ORDERED that the judgment is reversed insofar as appealed from, on the law, the motion of the plaintiff Robert Cameron is denied, and the matter is remitted to the Supreme Court, Nassau County, for a new trial on the issue of liability, and on the issue of damages, if necessary, with costs to abide the event.
The injured plaintiff, Robert Cameron, was employed by the third-party defendant, Montenay Long Beach Corp. (hereinafter Montenay), the operator of a resource recovery plant owned by the defendant City of Long Beach (hereinafter Long Beach). While repairing a broken water softener, he slipped and fell on a puddle of oil which had leaked from a turbine. The injured plaintiff and his wife thereafter commenced this action against, among others, Long Beach alleging, inter alia, a violation of Labor Law § 241(6). Long Beach then commenced a third-party action against Montenay seeking common-law indemnification. At the close of the evidence, the trial court granted the plaintiffs' motion for judgment as a matter of law on the issue of liability pursuant to Labor Law § 241(6). We reverse and order a new trial.
In granting a motion for judgment as a matter of law, the trial court must determine that by no rational process could the triers of fact find in favor of the nonmoving party on the evidence presented (see Noyes v. Galen, 267 A.D.2d 365, 700 N.Y.S.2d 73). In considering such a motion, the evidence must be construed in the light most favorable to the nonmoving party, and the motion should not be granted where the facts are in dispute, where different inferences may be drawn from the evidence, or where the credibility of the witnesses is in question (see Noyes v.
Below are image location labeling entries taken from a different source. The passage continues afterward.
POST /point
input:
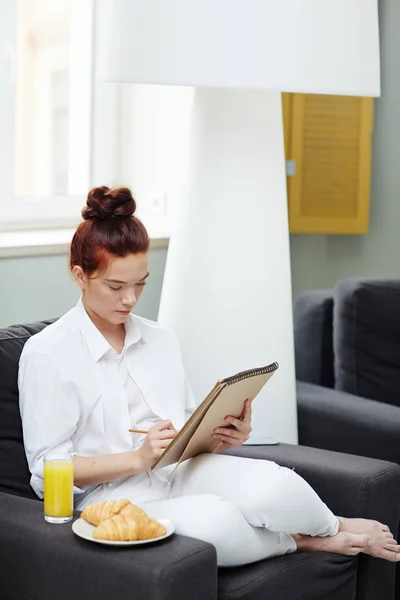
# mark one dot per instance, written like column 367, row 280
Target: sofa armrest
column 335, row 420
column 352, row 486
column 45, row 561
Galen, supra; Ampolini v. Long Is. Light. Co., 186 A.D.2d 772, 589 N.Y.S.2d 76).
Labor Law § 241(6) imposes upon owners and contractors the duty to provide reasonable and adequate protection and safety to persons employed in construction, excavation, and demolition work (see Ross v. Curtis-Palmer Hydro-Elec. Co., 81 N.Y.2d 494, 601 N.Y.S.2d 49, 618 N.E.2d 82). To support a claim under this section, a plaintiff must allege a violation of a specific “concrete” provision of the Industrial Code (id. at 502-505, 601 N.Y.S.2d 49, 618 N.E.2d 82).
In this case, the trial court properly determined that the injured plaintiff, while repairing the water softener, was engaged in “construction work” within the purview of Labor Law § 241(6) (12 NYCRR 23-1.4[b]; see Sprague v. Peckham Materials Corp., 240 A.D.2d 392, 658 N.Y.S.2d 97). However, as the evidence adduced presented an issue of fact as to whether the Industrial Code provision upon which the plaintiffs relied, 12 NYCRR 23-1.7(d), was violated, that issue should have been resolved by a jury. On the evidence presented, the jury could have drawn conflicting inferences as to whether the conditions at the worksite were reasonable under the circumstances. Accordingly, the trial court should not have granted the plaintiffs' motion for judgment as a matter of law, and a new trial is required.